Over the next few months, the pro-life movement has a chance to make it abundantly clear: Donald J. Trump does not represent us.

Of course, the extremism of most Democratic Party leaders on this issue is appalling. At Democrats for Life of America, we have been the loudest voice in challenging our own party. We will continue to challenge the Biden administration to end the great inconsistency in its platform: equality for all humans, except for the weakest ones. We will be the first to criticize Mr. Biden if and when he acts to end the Hyde Amendment prohibiting federal tax dollars from funding abortion, codify Roe v. Wade, pack the Supreme Court with pro-abortion activists or end the “Mexico City Policy” against funding abortion in other nations.
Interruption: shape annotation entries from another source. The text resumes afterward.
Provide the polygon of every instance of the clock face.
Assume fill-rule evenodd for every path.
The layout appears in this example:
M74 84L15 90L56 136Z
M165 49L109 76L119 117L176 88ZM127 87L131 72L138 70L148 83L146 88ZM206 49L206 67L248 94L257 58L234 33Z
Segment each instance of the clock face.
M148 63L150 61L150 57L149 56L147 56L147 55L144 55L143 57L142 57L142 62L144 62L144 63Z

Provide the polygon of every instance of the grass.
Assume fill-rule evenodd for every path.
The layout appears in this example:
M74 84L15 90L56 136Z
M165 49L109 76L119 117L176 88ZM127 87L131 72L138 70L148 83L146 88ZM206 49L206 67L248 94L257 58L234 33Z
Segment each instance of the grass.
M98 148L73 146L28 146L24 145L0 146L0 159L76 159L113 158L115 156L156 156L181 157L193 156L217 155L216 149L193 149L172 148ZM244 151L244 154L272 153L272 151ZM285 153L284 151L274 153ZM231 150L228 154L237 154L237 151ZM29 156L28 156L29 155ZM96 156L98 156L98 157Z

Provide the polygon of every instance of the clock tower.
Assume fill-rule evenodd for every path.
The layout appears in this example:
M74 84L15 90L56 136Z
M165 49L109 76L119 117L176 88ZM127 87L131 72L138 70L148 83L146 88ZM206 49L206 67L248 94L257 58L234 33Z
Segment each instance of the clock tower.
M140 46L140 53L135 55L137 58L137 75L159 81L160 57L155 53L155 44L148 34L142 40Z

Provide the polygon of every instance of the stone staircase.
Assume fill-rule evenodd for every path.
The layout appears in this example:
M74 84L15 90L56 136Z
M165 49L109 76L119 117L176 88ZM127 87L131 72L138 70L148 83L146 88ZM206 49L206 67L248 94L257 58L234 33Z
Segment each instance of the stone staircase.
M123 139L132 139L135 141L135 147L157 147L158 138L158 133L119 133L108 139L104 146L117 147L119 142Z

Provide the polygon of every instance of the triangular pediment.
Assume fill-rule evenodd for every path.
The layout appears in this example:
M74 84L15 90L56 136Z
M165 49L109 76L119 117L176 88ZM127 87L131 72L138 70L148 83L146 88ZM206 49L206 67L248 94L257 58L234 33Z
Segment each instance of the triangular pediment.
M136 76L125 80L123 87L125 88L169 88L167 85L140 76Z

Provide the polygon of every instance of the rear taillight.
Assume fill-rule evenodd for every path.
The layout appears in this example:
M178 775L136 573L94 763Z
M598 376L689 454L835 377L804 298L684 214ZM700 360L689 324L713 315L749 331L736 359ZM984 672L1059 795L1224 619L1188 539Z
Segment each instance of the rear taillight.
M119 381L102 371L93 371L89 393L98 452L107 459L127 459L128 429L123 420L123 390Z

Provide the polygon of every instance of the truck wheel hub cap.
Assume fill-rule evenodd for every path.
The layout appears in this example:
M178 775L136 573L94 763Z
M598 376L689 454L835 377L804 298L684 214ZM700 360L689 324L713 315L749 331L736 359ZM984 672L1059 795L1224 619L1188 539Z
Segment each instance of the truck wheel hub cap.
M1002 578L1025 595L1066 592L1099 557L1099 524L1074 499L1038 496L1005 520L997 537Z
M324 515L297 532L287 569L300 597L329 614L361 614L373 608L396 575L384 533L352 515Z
We do this out of concern not only for the unborn but for the Democratic Party and in the name of its best interests: We want to defend its integrity and save the party we belong to.

Likewise, we hope that pro-life leaders finally move on from their alliance with Mr. Trump. As his destructive behavior since the election has only made clearer, he has neither the moral character nor the principled outlook to be the face of a movement centered around love.

The good news is that there are thousands of better pro-life and whole-life advocates who do represent our values, across the political divide. These range from the 13 new pro-life Republican women in the House of Representatives—to Democrats like state senator Katrina Jackson, Louisiana’s most vocal proponent of pro-life and whole-life legislation. They also include Lila Rose, the founder of the nonprofit media group Live Action, and Aimee Murphy, the founder of consistent life ethic group Rehumanize International.

The pro-life movement has no want of principled, consistent and compassionate leaders who can bring our case to the American public. They are the face of the pro-life movement. Donald Trump never was, and he never will be.